All of lore.kernel.org
 help / color / mirror / Atom feed
From: Dmitry Vyukov <dvyukov@google.com>
To: Tetsuo Handa <penguin-kernel@i-love.sakura.ne.jp>
Cc: Peter Zijlstra <peterz@infradead.org>,
	Ingo Molnar <mingo@redhat.com>, Will Deacon <will.deacon@arm.com>,
	syzbot <syzbot+7b2866454055e43c21e5@syzkaller.appspotmail.com>,
	linux-fsdevel <linux-fsdevel@vger.kernel.org>,
	LKML <linux-kernel@vger.kernel.org>,
	syzkaller-bugs <syzkaller-bugs@googlegroups.com>,
	Al Viro <viro@zeniv.linux.org.uk>,
	Linus Torvalds <torvalds@linux-foundation.org>
Subject: Re: INFO: task hung in __sb_start_write
Date: Tue, 19 Jun 2018 13:47:22 +0200	[thread overview]
Message-ID: <CACT4Y+bvd+z3F4H5Y_W03Txi09UzU6CJqR1Ymid94quj5nELhA@mail.gmail.com> (raw)

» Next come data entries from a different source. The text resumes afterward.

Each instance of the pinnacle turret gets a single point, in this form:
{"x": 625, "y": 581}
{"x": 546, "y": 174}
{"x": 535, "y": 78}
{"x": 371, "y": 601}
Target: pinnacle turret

In-Reply-To: <f91e1c82-9693-cca3-4ab7-ecd9d9881fb4@i-love.sakura.ne.jp>

On Tue, Jun 19, 2018 at 1:10 PM, Tetsuo Handa
<penguin-kernel@i-love.sakura.ne.jp> wrote:
> On 2018/06/16 4:40, Tetsuo Handa wrote:
>> Hmm, there might be other locations calling percpu_rwsem_release() ?
>
> There are other locations calling percpu_rwsem_release(), but quite few.
>
> include/linux/fs.h:1494:#define __sb_writers_release(sb, lev)   \
> include/linux/fs.h-1495-        percpu_rwsem_release(&(sb)->s_writers.rw_sem[(lev)-1], 1, _THIS_IP_)
>
> fs/btrfs/transaction.c:1821:            __sb_writers_release(fs_info->sb, SB_FREEZE_FS);
> fs/aio.c:1566:                  __sb_writers_release(file_inode(file)->i_sb, SB_FREEZE_WRITE);
> fs/xfs/xfs_aops.c:211:  __sb_writers_release(ioend->io_inode->i_sb, SB_FREEZE_FS);
>
>
>
> I'd like to check what atomic_long_read(&sem->rw_sem.count) says
> when hung task is reported.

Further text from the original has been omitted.